Co-parenting is difficult – co-parenting successfully is even harder. When it comes to consistent rules things get more complicated: what happens if there’s a no-sugar rule in your house, but when the kids stay at your ex they get to drink as much Coke as they like?

All kids, whether they’re toddlers or teenagers, will naturally push boundaries too, so it’s up to both of you to be on the same page. Here are a few tips on how you can co-parent like a pro…

See the relationship in a new light

Successful co-parenting means that your needs come second to those of your children. You might feel angry at your ex, but you need to keep your emotions in check. This is not easy but it makes co-parenting a whole lot simpler.

It helps to think of your relationship with your ex as a new relationship – you’re no longer together as a couple, you’re co-parents.
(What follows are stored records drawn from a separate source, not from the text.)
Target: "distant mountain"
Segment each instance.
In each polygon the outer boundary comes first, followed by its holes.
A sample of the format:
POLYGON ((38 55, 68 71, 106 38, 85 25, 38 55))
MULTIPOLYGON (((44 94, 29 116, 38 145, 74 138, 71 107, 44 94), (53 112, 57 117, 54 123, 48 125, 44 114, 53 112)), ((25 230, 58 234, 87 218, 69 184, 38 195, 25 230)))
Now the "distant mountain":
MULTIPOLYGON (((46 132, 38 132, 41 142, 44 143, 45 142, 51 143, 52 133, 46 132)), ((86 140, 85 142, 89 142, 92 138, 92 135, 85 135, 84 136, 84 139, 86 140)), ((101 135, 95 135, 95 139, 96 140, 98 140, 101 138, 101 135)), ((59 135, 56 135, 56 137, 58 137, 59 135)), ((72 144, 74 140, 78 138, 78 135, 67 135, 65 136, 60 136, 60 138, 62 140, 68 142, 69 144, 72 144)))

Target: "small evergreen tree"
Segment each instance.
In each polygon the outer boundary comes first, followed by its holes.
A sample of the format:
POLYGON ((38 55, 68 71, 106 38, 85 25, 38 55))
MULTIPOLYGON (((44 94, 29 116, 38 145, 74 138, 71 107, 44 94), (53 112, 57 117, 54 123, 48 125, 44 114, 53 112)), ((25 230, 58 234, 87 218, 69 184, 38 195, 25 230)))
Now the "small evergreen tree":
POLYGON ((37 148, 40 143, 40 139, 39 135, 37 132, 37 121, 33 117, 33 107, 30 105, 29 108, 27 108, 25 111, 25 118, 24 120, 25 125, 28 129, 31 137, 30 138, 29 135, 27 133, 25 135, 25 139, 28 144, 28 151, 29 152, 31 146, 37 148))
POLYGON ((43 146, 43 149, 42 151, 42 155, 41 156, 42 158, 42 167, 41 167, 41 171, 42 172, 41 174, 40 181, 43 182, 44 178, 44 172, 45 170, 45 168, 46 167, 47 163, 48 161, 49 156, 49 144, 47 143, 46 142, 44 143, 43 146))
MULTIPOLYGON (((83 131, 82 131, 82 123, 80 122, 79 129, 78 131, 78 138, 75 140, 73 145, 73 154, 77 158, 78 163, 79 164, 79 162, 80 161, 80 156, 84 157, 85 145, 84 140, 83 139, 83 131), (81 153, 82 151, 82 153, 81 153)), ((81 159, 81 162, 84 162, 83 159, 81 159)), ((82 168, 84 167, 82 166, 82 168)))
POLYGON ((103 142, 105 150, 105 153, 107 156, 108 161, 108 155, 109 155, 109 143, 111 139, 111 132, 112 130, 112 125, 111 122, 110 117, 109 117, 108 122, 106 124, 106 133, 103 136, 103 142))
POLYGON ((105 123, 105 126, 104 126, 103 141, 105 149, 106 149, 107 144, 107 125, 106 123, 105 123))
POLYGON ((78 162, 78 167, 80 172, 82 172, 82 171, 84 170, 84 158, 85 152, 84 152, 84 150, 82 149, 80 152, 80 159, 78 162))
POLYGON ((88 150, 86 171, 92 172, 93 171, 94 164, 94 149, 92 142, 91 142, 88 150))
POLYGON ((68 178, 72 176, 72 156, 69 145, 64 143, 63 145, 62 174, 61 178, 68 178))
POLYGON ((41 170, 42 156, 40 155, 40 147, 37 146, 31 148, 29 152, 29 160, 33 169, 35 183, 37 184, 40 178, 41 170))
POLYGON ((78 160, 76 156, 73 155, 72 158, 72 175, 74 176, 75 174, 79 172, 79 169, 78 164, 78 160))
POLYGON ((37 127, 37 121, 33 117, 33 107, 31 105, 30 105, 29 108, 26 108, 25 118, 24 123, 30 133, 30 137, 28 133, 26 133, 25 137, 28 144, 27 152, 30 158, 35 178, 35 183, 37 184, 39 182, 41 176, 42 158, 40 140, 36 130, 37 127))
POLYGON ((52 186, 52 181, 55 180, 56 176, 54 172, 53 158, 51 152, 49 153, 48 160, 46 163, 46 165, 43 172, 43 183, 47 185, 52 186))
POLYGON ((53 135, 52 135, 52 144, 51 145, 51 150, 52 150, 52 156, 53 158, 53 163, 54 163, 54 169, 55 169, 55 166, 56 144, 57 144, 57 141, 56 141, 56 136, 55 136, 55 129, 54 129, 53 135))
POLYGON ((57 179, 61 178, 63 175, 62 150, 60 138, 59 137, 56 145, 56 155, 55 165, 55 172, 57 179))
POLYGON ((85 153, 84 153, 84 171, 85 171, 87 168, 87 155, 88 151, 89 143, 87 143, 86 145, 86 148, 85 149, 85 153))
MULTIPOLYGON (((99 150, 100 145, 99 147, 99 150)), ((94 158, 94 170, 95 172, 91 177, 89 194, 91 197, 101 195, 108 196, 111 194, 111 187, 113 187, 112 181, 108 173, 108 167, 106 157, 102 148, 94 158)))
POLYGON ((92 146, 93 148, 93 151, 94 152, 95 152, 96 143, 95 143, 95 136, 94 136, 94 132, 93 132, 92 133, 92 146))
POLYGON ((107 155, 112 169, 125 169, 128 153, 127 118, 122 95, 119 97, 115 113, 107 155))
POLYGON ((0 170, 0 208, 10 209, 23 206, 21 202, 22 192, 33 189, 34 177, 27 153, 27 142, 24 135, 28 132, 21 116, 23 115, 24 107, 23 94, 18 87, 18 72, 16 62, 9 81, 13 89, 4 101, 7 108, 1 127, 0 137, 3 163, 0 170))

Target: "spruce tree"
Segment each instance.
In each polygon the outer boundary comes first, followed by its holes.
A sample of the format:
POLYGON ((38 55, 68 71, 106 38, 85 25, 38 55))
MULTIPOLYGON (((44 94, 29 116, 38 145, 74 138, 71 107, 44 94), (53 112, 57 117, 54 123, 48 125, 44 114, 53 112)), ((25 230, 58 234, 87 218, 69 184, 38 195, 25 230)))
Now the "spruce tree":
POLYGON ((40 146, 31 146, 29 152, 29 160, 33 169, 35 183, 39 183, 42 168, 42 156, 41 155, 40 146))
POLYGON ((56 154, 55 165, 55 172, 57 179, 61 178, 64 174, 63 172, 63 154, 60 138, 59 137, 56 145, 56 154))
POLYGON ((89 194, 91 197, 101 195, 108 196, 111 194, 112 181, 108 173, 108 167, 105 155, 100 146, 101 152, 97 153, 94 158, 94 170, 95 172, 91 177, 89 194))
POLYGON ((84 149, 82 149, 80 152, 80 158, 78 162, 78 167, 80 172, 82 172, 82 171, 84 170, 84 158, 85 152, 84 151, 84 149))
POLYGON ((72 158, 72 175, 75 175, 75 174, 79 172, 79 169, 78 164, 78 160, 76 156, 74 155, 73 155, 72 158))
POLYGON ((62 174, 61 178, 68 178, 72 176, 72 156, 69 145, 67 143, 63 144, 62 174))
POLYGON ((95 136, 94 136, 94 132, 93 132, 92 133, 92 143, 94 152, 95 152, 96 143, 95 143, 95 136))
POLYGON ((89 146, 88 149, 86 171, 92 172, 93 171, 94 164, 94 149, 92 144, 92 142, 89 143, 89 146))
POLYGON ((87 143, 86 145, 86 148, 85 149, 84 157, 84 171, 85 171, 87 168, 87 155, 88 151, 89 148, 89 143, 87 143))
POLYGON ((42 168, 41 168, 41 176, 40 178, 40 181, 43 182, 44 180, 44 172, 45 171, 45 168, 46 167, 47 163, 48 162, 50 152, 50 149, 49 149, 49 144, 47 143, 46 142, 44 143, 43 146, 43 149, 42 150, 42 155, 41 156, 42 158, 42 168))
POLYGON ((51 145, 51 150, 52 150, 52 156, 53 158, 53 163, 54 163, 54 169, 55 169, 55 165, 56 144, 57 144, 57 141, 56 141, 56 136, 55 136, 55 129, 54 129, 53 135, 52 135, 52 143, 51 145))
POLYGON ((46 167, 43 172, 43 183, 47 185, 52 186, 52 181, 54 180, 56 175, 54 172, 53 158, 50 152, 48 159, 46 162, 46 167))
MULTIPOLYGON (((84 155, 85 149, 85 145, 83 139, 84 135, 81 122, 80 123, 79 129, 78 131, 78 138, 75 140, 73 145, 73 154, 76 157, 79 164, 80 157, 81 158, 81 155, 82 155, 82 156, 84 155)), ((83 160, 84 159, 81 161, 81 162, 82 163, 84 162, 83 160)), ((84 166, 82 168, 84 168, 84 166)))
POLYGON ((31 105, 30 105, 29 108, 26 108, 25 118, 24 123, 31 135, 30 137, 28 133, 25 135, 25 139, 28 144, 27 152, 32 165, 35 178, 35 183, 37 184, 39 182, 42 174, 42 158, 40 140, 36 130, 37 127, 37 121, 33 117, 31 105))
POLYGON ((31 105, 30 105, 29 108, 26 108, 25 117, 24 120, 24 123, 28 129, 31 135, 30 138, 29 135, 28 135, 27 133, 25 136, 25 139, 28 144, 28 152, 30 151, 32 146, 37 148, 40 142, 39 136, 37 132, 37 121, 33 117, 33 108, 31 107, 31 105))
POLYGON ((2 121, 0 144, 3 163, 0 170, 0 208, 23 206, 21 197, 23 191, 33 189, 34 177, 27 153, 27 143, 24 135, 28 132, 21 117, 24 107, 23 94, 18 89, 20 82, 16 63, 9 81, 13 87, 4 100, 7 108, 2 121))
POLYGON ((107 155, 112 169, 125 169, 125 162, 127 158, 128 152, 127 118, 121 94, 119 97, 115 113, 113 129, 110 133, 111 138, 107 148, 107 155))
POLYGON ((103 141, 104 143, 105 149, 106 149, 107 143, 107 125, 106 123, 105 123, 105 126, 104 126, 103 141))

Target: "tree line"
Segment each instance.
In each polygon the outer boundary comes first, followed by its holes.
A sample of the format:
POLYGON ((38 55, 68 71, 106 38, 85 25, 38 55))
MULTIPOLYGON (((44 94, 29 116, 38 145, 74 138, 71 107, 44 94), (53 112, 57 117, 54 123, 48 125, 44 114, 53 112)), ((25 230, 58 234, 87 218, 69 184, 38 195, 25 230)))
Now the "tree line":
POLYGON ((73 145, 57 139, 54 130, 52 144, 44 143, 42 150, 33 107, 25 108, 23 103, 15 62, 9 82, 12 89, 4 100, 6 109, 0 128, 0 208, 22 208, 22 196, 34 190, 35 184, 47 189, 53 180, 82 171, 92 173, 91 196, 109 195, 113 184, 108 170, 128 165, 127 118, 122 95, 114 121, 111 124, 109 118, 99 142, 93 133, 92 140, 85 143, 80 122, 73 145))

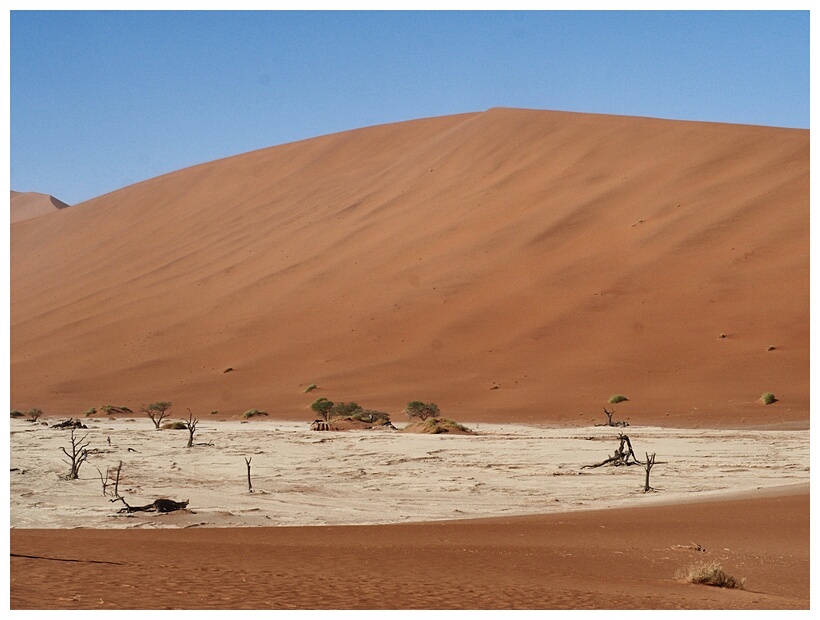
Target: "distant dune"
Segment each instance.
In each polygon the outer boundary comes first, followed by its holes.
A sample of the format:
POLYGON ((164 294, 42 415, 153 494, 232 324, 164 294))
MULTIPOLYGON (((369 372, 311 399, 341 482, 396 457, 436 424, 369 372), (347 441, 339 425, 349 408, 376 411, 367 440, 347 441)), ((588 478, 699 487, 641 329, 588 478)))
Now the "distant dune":
POLYGON ((65 209, 69 205, 54 196, 38 194, 37 192, 15 192, 11 190, 11 221, 20 222, 30 220, 41 215, 54 213, 57 209, 65 209))
POLYGON ((12 192, 11 406, 807 424, 809 180, 808 130, 491 109, 12 192))

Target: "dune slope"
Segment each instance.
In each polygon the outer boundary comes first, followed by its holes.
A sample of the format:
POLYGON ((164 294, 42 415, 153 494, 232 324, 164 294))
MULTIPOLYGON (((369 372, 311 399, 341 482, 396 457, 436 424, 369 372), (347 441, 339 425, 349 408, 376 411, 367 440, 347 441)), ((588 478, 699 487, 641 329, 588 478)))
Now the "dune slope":
POLYGON ((12 224, 11 405, 805 422, 809 178, 806 130, 515 109, 180 170, 12 224))
POLYGON ((70 205, 54 196, 37 192, 15 192, 11 190, 9 207, 12 222, 48 215, 54 213, 57 209, 65 209, 68 206, 70 205))

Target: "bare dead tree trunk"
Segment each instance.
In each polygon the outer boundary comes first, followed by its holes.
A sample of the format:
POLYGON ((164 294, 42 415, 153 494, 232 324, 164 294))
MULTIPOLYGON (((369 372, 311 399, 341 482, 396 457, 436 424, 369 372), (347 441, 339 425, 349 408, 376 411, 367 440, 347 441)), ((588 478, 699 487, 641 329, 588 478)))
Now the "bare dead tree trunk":
POLYGON ((644 469, 646 469, 646 483, 644 483, 643 492, 648 493, 652 490, 652 487, 649 486, 649 472, 652 469, 652 466, 655 464, 655 453, 652 453, 652 456, 649 456, 649 453, 646 453, 646 463, 644 463, 644 469))
POLYGON ((63 454, 65 454, 69 459, 67 461, 63 459, 63 462, 67 463, 71 467, 71 470, 66 476, 69 480, 76 480, 79 477, 80 465, 82 465, 88 458, 88 443, 84 443, 86 437, 88 437, 88 433, 83 435, 81 439, 77 439, 74 436, 74 430, 74 428, 71 429, 71 453, 69 454, 65 448, 62 446, 60 447, 60 450, 62 450, 63 454))
POLYGON ((105 497, 108 495, 108 469, 105 470, 105 476, 103 476, 103 473, 100 471, 99 467, 97 468, 97 473, 100 474, 100 482, 103 485, 103 497, 105 497))
POLYGON ((253 493, 253 485, 251 484, 251 461, 253 457, 245 457, 245 465, 248 466, 248 493, 253 493))
POLYGON ((594 467, 601 467, 602 465, 614 465, 615 467, 619 467, 621 465, 641 465, 642 463, 638 460, 635 456, 634 450, 632 450, 632 442, 629 440, 627 435, 623 433, 618 434, 618 439, 620 440, 620 444, 618 445, 618 449, 615 450, 614 454, 610 456, 608 459, 601 461, 600 463, 596 463, 595 465, 584 465, 581 469, 586 468, 594 468, 594 467), (630 457, 632 461, 630 461, 630 457))
POLYGON ((194 433, 196 432, 196 425, 199 423, 194 417, 193 412, 188 409, 188 419, 185 420, 185 428, 188 429, 188 445, 185 446, 186 448, 190 448, 194 445, 194 433))
POLYGON ((120 496, 120 471, 122 470, 122 461, 117 465, 117 477, 114 478, 114 497, 120 496))

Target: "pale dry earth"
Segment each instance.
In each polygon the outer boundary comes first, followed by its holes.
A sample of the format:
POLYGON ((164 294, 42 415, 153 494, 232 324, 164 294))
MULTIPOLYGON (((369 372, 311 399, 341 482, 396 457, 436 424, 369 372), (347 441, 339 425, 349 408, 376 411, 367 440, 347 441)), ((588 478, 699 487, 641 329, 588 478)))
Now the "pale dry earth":
MULTIPOLYGON (((11 527, 135 528, 364 525, 695 501, 808 485, 808 431, 475 424, 476 434, 317 432, 305 422, 201 420, 186 430, 85 420, 90 456, 65 480, 70 431, 12 420, 11 527), (645 470, 601 463, 626 433, 645 470), (110 443, 109 443, 110 440, 110 443), (248 490, 246 458, 251 459, 248 490), (131 505, 189 500, 179 514, 118 514, 100 473, 122 462, 131 505)), ((113 476, 109 476, 111 479, 113 476)), ((109 492, 112 490, 109 487, 109 492)))

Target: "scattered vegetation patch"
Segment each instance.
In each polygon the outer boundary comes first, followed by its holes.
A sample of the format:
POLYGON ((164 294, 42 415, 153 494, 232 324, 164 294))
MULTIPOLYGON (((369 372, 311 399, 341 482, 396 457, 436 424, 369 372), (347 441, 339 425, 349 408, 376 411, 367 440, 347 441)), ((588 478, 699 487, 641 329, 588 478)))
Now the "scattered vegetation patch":
POLYGON ((715 586, 718 588, 743 589, 745 579, 735 579, 727 575, 717 562, 711 564, 693 564, 686 569, 678 571, 676 579, 681 579, 689 583, 715 586))
POLYGON ((188 428, 185 425, 185 422, 166 422, 162 425, 163 430, 170 430, 170 431, 183 431, 188 428))
POLYGON ((427 418, 423 422, 413 422, 402 429, 407 433, 426 433, 430 435, 441 435, 450 433, 452 435, 472 435, 473 431, 447 418, 427 418))
POLYGON ((777 399, 774 397, 774 394, 771 392, 766 392, 763 396, 760 397, 760 400, 763 401, 764 405, 771 405, 772 403, 776 403, 777 399))
POLYGON ((404 408, 404 412, 411 420, 413 418, 418 418, 422 422, 428 418, 437 418, 441 415, 441 411, 439 411, 436 403, 423 403, 420 400, 413 400, 407 403, 407 406, 404 408))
It also helps to set a ‘business tone’ when you speak to each other: keep things respectful, polite, and neutral. Always keep conversations about the kids and their needs.

Keep things consistent

While your child will be exposed to different ways of living – either under your roof or your ex’s – consistency is key, as a lack of consistency causes confusion, especially when it comes to rules.

Realistically you won’t be able to have exactly the same rules in each house – after all, both you and your ex are different people. All you need is a general guideline that both of you can try your best to follow. Things like homework, meals, bedtime and screen-time can be included in the guideline, and should be followed by both households.

Create a parenting plan that details what you agree on: consequences for broken rules (even if the rule-breaking happens in your ex’s house), as well rewarding good behavior. The more you agree on beforehand, the less there will be to fight about.  

Never put your child in the middle

This is a common mistake that co-parents make, and an easy trap to fall into. It can be damaging, and even a very young child can suffer from its effects.

When it comes to rules, don’t openly criticise your ex’s way of doing things in front of your child. Rather point out that even though each parent does things differently, it doesn’t mean that one parent loves the child more than the other. This doesn’t mean that your rules can be broken; it just means that you don’t badmouth your ex.

The truth is, it’s going to be a lot of trial and error, but the most important thing to keep in mind is that your kids have to always come first. This is easier said than done, but if you have an agreement in place it makes things a lot easier. Successful co-parenting is a huge challenge, but it can be done – the sooner you start, the better.